Yesterday I finally got something straight in the logic: you cannot preserve "nesting" hierarchical structure within the "flat" sequence of topics making up the ledger. To store the hierarchical info is to admit defeat. So I decide to ignore the possibility of deep nesting, in favor of simple data. This is a second example of the kind of tough design decisions I have been forced to, in the last month. The other involved getting VIRTUE, BLOCKAGE, 'causes', and 'enables' defined and initialized in the right places to, again, keep the data as simple as possible. But finally, I feel like these ideas are correct - everything is in place and I just need to polish the paper.
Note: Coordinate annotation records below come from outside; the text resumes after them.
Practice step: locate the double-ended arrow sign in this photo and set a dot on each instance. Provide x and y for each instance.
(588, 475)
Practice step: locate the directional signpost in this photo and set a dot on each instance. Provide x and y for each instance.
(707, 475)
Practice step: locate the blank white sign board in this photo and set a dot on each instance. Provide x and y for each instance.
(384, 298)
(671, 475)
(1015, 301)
Trying to be a better blues player - simpler, calmer takes up much of the day. I sit at my table, guitar to my right, pot also to my right on the table, and ideas in front of my eyes. And I get through the day watching TV and switching between these activities. I cook but, recently, my meals have not been very good. Food costs are a worry. Travel costs are too, since Barb's car just died and we cannot afford a replacement. But at this moment, all is well. It is a crisp, August day. We'll go out in my boat or perhaps to the beach later. I am going to smoke a little something and re-read yesterdays writing.
On the other hand, we cannot afford high-quality maple syrup.